Otra data imposible de fijar con certeza es cuando Colon dejó de meditar en estas teorías para entrar en la resolucion firme de emprender sus viajes. Hasta 1474, época de la correspondencia con Toscanelli, es decir, cuatro años despues de su llegada á Lisboa, las tierras incógnitas eran aun materia de consultas y discusiones. En 1477 emprendió Colon su viaje á los mares septentrionales, apremiado sin duda por necesidades de la vida, pero el hecho de lanzarse algo mas allá de lo conocido por esos mares, deja sospechar que al mismo tiempo quisiera hacer una tentativa de descubrimiento, un exámen de esas costas, por si existia en esa altura el camino que se buscaba. El resultado negativo de esta exploracion debió afirmar sus convicciones y no es aventurado decir que en 1478, es decir, á los treinta y un años de edad, Colon resolvió definitivamente emprender su viaje y con esa actividad que le era característica, se presentase sin mas demora á implorar la proteccion del rey D. Juan II de Portugal—Desacuerdan los autores sobre si Colon imploró la proteccion de la empresa primero al monarca portugues, á la Señoria de Génova ó al rey de Inglaterra, pero á mas de lo ocioso que es esta cuestion, la circunstancia de tener su domicilio en Lisboa, con el objeto de tomar parte en las empresas marítimas, pone fuera de duda lo que hemos asegurado.

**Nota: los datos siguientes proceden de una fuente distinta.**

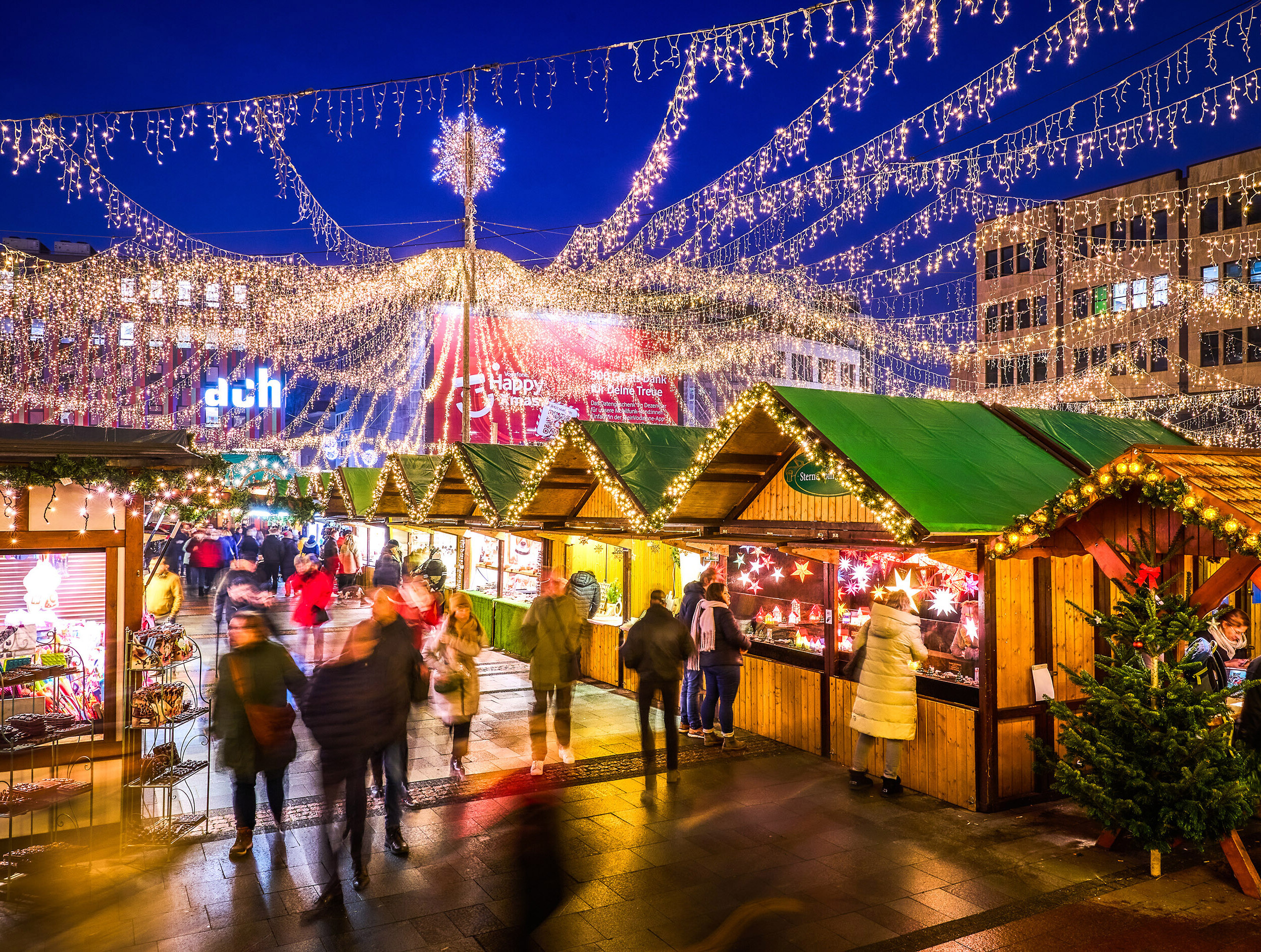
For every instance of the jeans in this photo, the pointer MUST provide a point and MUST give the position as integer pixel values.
(245, 804)
(690, 702)
(539, 719)
(722, 682)
(863, 745)
(650, 686)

El historiador portugues Barros, despues de hablar de las teorías de Colon, dice:—"Tanto importunó al rey que este ordenó fuese examinado su proyecto por Monseñor Diego Ortiz asociado con algunos pilotos, todos los que hallaron quimérica la empresa".

Como las instancias á la Corte van despacio y como algun tiempo debiera ser necesario para que Colon importunase al rey, es verosímil que recien en 1480 tuviese este sublime importuno su desengaño y no teniendo ya ningun vínculo que le ligase á Portugal, habiendo perdido ya su esposa, resolviese partir para Castilla, llevando consigo á su hijo.

De Lisboa[3] siguió Colon directamente á España, pues carecía de medios para hacer mas largos viajes, valiéndose de su hermano Bartolomé para que fuese á implorar la proteccion del rey de Inglaterra y sin duda se serviría de algun otro intermediario ó de misivas epistolares para entenderse al mismo tiempo con la Señoria de Génova.

Temeroso Colon de que se reprodugese en otras partes el rechazo del Rey de Portugal, quiso asegurarse el éxito tentando simultáneamente en varias partes su negociacion reservándose aceptar la mas ventajosa oferta, si mas de un gobierno la hiciese.